Load entries from a JSON or JSONL file. Useful for seeding a new deployment from a curated query library.

[
  {
    "question": "How many active users?",
    "generated_query": "SELECT COUNT(*) FROM users WHERE active = true",
    "tags": ["users"]
  },
  {
    "question": "Total revenue this month",
    "generated_query": "SELECT SUM(amount) FROM orders WHERE MONTH(created_at) = MONTH(NOW())",
    "tags": ["revenue"]
  }
]
{"question": "How many active users?", "generated_query": "SELECT COUNT(*) FROM users WHERE active = true", "tags": ["users"]}
{"question": "Total revenue this month", "generated_query": "SELECT SUM(amount) FROM orders WHERE MONTH(created_at) = MONTH(NOW())", "tags": ["revenue"]}
async with Medha("demo", embedder=embedder, settings=settings) as cache:
    count = await cache.warm_from_file("queries.json")
    print(f"Loaded {count} entries")

Note

File reads are restricted to Settings.allowed_file_dir when set, and files exceeding Settings.max_file_size_mb are rejected.


warm_from_dataframe

Load entries from a pandas DataFrame with configurable column mapping:

import pandas as pd

df = pd.DataFrame({
    "nl_question": ["How many users?", "List all products"],
    "sql_query": ["SELECT COUNT(*) FROM users", "SELECT * FROM products"],
    "category": ["users", "products"],
})

async with Medha("demo", embedder=embedder, settings=settings) as cache:
    count = await cache.warm_from_dataframe(
        df,
        question_col="nl_question",
        query_col="sql_query",
        tags_col="category",   # optional
    )
    print(f"Loaded {count} entries")

export_to_dataframe

Export the entire cache collection to a pandas DataFrame for analysis or migration:

async with Medha("demo", embedder=embedder, settings=settings) as cache:
    df = await cache.export_to_dataframe()
    print(df.columns)
    # ['id', 'question', 'generated_query', 'strategy', 'confidence', 'tags', 'created_at']
    df.to_csv("cache_export.csv", index=False)

dedup_collection

Remove duplicate entries from the collection. Two entries are considered duplicates when their stored questions have cosine similarity above a configurable threshold:

async with Medha("demo", embedder=embedder, settings=settings) as cache:
    removed = await cache.dedup_collection(similarity_threshold=0.99)
    print(f"Removed {removed} duplicate entries")

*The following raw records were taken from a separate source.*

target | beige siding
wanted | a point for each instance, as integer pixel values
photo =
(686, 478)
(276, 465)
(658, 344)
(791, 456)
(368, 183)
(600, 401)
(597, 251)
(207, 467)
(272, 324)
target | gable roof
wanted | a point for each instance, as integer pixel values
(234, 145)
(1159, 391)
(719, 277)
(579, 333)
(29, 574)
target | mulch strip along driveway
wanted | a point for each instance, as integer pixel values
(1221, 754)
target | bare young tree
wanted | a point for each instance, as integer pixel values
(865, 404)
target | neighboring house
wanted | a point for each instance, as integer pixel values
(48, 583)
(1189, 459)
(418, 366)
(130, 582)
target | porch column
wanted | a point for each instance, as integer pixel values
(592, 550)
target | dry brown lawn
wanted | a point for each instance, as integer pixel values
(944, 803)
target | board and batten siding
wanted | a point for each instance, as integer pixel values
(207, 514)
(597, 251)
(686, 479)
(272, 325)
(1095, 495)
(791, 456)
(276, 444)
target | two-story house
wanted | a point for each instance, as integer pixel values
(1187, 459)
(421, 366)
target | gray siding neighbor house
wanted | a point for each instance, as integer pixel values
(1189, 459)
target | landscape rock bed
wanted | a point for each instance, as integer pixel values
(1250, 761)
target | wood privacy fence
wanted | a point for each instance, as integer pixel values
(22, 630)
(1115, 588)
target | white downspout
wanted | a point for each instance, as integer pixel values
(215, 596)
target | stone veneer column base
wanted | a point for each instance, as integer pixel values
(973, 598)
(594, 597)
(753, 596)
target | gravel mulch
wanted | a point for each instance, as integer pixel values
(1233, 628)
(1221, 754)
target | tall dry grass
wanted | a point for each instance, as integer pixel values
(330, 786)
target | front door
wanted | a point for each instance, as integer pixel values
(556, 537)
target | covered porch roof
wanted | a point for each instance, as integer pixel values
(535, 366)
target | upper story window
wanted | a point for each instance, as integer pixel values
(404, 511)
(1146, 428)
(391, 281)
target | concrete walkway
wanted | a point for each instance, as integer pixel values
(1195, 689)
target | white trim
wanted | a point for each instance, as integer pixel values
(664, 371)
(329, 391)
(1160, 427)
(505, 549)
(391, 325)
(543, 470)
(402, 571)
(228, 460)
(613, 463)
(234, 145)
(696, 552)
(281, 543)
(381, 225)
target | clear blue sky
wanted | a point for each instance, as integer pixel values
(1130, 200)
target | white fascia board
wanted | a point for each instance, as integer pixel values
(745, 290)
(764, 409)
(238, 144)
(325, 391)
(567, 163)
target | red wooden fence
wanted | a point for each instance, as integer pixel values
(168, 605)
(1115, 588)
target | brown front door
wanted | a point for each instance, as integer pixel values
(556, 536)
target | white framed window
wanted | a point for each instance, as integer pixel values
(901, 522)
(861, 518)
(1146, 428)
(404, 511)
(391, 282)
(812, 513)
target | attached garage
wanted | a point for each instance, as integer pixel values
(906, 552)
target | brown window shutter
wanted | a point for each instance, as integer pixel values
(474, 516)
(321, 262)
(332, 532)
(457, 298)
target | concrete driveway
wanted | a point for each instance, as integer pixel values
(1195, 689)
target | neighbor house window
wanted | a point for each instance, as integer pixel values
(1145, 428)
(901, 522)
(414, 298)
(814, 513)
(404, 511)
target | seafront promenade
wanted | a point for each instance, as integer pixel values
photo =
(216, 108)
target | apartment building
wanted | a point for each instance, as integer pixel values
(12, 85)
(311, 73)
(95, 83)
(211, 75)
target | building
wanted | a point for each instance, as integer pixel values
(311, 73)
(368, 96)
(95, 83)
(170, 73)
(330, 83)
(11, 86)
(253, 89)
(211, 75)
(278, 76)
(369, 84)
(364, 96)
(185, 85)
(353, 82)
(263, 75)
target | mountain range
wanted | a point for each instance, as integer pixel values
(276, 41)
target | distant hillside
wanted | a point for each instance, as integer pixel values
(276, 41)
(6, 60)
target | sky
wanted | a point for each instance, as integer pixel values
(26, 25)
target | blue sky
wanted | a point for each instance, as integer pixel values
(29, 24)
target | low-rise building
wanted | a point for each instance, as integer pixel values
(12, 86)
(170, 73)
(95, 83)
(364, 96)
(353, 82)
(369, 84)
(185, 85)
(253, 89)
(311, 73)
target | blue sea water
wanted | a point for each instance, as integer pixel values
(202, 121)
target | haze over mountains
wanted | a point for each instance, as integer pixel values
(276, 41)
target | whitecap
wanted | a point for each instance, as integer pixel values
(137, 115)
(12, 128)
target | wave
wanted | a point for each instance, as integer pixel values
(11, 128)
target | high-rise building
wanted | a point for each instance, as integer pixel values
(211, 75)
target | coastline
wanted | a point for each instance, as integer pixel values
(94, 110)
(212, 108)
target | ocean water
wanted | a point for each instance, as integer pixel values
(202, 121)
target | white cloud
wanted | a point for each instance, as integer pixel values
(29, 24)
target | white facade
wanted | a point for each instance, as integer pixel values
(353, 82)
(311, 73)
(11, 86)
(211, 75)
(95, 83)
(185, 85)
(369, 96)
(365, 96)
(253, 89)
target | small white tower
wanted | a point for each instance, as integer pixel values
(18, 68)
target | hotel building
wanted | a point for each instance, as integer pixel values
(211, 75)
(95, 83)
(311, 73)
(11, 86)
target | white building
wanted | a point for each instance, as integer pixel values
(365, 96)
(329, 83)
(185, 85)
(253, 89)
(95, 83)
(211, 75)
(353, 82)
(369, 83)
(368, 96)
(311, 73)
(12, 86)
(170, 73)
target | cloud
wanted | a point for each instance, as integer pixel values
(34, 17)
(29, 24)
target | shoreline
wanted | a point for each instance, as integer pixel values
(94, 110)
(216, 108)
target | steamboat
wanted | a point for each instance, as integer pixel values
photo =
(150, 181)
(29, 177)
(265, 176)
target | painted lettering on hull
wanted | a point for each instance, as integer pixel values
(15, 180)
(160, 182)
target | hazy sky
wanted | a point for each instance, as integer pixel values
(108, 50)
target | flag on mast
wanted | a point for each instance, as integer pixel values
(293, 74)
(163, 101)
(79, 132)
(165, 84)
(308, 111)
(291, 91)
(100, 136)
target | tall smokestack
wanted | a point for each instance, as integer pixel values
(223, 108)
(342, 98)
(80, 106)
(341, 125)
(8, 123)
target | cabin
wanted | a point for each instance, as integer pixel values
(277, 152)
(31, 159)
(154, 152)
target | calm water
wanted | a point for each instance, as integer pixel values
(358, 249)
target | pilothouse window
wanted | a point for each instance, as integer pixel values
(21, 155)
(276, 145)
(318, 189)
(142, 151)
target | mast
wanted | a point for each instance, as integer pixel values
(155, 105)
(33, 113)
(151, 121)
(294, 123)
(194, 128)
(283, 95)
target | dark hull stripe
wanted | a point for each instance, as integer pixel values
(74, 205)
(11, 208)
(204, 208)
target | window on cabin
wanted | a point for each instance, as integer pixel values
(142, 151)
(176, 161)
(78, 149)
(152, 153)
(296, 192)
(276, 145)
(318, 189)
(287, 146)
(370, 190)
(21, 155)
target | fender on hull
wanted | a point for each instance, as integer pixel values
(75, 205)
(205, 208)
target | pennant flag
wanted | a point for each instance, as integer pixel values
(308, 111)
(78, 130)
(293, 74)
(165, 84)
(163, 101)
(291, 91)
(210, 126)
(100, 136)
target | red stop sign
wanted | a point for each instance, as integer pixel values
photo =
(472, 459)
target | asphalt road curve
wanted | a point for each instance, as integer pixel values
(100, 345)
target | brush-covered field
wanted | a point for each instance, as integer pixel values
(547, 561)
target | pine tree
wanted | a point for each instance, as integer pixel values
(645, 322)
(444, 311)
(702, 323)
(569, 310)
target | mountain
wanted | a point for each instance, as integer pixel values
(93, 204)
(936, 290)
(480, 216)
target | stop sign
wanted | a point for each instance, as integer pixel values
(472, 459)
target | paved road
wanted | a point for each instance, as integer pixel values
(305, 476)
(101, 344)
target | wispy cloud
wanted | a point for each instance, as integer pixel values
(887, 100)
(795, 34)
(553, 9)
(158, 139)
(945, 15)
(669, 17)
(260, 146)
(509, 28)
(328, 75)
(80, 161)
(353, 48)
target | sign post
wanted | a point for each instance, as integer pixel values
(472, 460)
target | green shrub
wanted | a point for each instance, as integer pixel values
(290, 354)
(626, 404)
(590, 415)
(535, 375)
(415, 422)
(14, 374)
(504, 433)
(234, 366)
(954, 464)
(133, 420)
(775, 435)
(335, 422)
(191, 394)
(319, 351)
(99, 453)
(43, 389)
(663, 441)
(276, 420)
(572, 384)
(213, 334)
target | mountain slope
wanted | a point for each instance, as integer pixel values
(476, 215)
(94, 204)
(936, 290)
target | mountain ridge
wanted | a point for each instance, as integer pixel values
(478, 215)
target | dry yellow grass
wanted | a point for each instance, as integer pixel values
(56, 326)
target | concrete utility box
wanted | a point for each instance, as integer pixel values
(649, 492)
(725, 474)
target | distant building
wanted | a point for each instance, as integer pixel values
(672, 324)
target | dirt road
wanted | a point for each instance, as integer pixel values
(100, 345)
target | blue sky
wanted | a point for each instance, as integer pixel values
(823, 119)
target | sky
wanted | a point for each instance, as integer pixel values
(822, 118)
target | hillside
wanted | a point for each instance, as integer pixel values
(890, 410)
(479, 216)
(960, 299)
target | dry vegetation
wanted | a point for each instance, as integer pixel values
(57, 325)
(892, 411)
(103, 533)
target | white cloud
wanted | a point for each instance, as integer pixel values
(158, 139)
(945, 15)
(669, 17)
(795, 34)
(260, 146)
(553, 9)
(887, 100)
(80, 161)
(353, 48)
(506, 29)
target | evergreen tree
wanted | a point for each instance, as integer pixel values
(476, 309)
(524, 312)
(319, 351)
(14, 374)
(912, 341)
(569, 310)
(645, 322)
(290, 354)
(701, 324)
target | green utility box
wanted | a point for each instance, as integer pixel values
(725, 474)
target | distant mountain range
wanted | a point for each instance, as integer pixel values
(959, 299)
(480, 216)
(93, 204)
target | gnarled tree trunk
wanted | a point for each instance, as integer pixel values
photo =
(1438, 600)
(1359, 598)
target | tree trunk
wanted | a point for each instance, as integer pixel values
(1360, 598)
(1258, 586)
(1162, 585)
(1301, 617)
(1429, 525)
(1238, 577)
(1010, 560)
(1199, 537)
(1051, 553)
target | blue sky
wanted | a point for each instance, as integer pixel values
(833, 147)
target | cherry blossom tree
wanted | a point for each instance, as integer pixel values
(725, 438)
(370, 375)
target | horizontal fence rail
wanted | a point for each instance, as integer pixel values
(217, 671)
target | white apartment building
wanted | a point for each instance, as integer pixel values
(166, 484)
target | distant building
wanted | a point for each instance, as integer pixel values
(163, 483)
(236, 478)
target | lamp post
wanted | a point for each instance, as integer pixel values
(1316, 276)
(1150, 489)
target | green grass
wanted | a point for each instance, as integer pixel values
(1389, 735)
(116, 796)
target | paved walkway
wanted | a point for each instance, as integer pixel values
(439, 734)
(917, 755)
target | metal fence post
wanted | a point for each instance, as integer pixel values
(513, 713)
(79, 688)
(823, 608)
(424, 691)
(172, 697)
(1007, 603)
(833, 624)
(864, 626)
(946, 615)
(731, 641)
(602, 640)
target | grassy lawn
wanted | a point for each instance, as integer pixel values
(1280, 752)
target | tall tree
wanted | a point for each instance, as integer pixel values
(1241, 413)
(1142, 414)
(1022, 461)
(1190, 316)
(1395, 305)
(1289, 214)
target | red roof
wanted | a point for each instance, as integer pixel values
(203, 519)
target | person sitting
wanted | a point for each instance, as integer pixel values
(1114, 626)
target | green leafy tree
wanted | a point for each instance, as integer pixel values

Tuning batch_embed_concurrency

The batch_embed_concurrency setting (default 8) controls how many embedding requests run in parallel during batch ingestion. Increase it for cloud embedders with high rate limits; decrease it if you see rate-limit errors or memory pressure from large ONNX models.

settings = Settings(
    batch_embed_concurrency=16,  # double the default
    batch_upsert_size=200,       # larger upsert batches
)

For FastEmbedAdapter (ONNX in-process), batch_embed_concurrency governs thread-pool parallelism. For API-based embedders, it governs concurrent HTTP requests.